Reliance Industries Q4 Result
RIL reported a 12.5 per cent year-on-year decline in net profit for the March quarter, as weakness in its core oil-to-chemicals (O2C) business weighed on overall performance.
The global energy downturn impacted refining and petrochemical margins, offsetting the steady gains seen in its consumer-facing businesses, telecom and retail.
The company posted a consolidated net profit of Rs 16,971 crore in the January to March quarter of FY26, compared to Rs 19,407 crore in the same period last year.
While the headline profit disappointed some investors, one milestone stood out, and it was a historic one. For the first time ever, Reliance Industries crossed the USD 10 billion mark in annual profit after tax (PAT), with FY26 PAT reaching USD 10.1 billion.
How big is USD 10 billion?
This is not just a corporate milestone; it is a scale few companies in India have ever achieved.

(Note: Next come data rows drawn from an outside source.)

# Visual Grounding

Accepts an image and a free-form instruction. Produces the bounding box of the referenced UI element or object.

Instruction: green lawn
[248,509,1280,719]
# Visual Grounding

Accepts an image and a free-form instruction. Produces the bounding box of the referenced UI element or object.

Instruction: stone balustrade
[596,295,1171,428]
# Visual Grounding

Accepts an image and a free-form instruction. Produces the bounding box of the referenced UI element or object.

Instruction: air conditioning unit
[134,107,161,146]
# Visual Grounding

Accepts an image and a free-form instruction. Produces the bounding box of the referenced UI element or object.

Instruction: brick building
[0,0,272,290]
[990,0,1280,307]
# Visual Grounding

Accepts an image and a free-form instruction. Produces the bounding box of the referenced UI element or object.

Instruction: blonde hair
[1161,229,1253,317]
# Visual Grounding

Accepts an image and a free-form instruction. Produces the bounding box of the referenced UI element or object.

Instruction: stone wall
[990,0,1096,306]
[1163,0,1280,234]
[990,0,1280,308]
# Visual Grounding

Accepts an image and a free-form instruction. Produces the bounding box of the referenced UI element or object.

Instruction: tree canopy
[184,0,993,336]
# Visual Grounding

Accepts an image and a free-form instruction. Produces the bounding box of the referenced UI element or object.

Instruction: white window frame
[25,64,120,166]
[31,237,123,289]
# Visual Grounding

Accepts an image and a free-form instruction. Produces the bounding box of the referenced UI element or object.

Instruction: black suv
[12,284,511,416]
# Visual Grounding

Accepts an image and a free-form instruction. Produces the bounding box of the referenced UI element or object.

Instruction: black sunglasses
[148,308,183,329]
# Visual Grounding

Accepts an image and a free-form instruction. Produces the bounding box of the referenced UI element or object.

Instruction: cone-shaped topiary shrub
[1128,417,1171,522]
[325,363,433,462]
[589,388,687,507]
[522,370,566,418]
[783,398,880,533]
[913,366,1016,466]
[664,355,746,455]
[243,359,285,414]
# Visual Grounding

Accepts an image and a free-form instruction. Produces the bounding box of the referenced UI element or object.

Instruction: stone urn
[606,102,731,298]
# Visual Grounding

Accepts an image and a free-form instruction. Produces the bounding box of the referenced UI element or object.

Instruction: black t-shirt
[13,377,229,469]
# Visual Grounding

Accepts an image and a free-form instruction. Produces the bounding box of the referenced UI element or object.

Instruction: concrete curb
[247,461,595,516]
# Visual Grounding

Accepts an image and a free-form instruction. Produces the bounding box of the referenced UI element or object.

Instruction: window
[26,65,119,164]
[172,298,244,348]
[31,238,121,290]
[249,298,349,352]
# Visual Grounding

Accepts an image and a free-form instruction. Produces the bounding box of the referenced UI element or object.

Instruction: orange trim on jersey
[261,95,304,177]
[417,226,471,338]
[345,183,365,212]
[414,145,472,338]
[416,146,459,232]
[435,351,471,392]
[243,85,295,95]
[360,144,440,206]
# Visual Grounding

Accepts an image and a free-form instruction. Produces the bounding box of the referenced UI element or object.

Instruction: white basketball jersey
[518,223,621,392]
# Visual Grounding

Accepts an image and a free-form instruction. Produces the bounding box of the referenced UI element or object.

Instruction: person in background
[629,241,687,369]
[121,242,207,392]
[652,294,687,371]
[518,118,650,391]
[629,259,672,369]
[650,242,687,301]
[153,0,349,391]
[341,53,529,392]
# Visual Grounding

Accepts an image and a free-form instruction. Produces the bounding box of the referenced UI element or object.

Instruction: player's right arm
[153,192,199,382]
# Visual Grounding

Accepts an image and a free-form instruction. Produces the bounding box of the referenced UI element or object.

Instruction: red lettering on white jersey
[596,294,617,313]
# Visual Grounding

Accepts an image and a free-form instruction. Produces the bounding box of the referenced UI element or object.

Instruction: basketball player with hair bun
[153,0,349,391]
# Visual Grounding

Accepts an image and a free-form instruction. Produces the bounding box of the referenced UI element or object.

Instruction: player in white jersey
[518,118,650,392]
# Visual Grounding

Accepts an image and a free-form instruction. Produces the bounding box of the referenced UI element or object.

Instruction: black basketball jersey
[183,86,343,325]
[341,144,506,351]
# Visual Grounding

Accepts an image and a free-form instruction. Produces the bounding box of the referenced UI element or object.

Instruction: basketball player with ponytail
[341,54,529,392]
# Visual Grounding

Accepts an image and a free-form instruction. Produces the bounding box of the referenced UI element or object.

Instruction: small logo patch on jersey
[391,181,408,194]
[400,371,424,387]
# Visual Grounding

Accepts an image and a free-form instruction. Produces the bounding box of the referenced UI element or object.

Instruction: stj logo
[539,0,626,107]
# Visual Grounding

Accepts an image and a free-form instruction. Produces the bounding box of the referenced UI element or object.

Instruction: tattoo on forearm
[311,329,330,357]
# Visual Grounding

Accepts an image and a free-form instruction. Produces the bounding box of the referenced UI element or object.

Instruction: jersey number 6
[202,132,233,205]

To understand the magnitude: even if someone spent USD 1 million every single day, it would take nearly 27 years to spend USD 10 billion. That is the kind of wealth we are talking about, generational, nation-scale capital that goes far beyond personal fortune or even conventional corporate success.
In fact, USD 10 billion is larger than the annual GDP of several small countries, underlining the sheer financial muscle of India’s most valuable conglomerate.
| Country | GDP (USD bn) |
| Montenegro | 9.2 |
| Liechtenstein | 9.0 |
| Barbados | 8.0 |
| Yemen | 7.9 |
| Maldives | 7.7 |
| Burundi | 6.9 |
| Fiji | 6.0 |
| Suriname | 4.7 |
| Bhutan | 3.5 |
| Seychelles | 2.3 |
This comparison puts Reliance’s annual profit into perspective, its yearly earnings alone are bigger than the economic output of multiple sovereign nations.
This is precisely why, despite near-term earnings pressure, brokerages continue to remain optimistic. Investors are not just buying quarterly numbers, they are buying into the scale, resilience, and future growth engine of Reliance Industries.
(Disclaimer: The above article is meant for informational purposes only, and should not be considered as any investment advice. ET NOW DIGITAL suggests its readers/audience to consult their financial advisors before making any money-related decisions.)